Vorrei infine che la smettessimo di parlare del film di Lynch. Si sa che l'internet, appena sente qualcuno sanguinare, si getta sulla ferita felice di poter sbranare qualcuno di debole, ma il commentario a riguardo è tutto a sproposito. Perché anche in questa seconda parte lo script di Villeneuve è lo script di Lynch, parola per parola, con il romanzo di formazione di Muad'dib che sfocia nella sua consacrazione e nel grande confronto con l'imperatore. Villeneuve anzi sul finale per arrivare allo scontro con Feyd Rautha è un po' impacciato, ma proprio perché è l'unico punto di contatto con quella dimensione galattica che ha deciso di ignorare. Lasciate il film di Lynch alla sua epoca, con tutti i suoi deliziosi sbagli, e godetevi questo film che è fatto per questa e decisamente rappresenta il ritorno prepotente della fantascienza al cinema.

Dicono che Villeneuve rimarrà nell'universo di Dune per realizzare Messia. Ma Messia è un libro brutto. In un paio di angoli di internet ho sentito l'esortazione a fregarsene e passare direttamente a Imperatore-Dio. Forse è veramente quello che si dovrebbe fare, ma che non si farà. Un'idea pornografica per rimanere sulla nota di questo film potrebbe essere uscire dalla linea dei romanzi e fare un film sulla Jihad, che i libri saltano a pié pari. Forse però per qualcosa di così confuso andrebbe meglio (bestemmia bestemmia) una serie TV.

In generale Dune è arrivato per rimanere. Di nuovo. Eterno come solo uno dei capisaldi della fantascienza può essere. Di questo noi ne siamo contenti da vecchi romanticoni che siamo.
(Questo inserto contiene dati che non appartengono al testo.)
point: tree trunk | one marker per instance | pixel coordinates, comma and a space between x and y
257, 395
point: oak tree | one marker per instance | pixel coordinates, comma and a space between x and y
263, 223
Voi accontentatevi di andare al cinema a vedere il film. Perché è molto bello. Con gli altri discorsi lasciate che ci annoiamo noi.

“Non devo avere paura. La paura uccide la mente. La paura è la piccola morte che porta con sé l'annullamento totale. Guarderò in faccia la mia paura. Permetterò che mi calpesti e mi attraversi. E quando sarà passata, aprirò il mio occhio interiore e ne scruterò il percorso. Là dove andrà la paura non ci sarà più nulla. Soltanto io ci sarò.”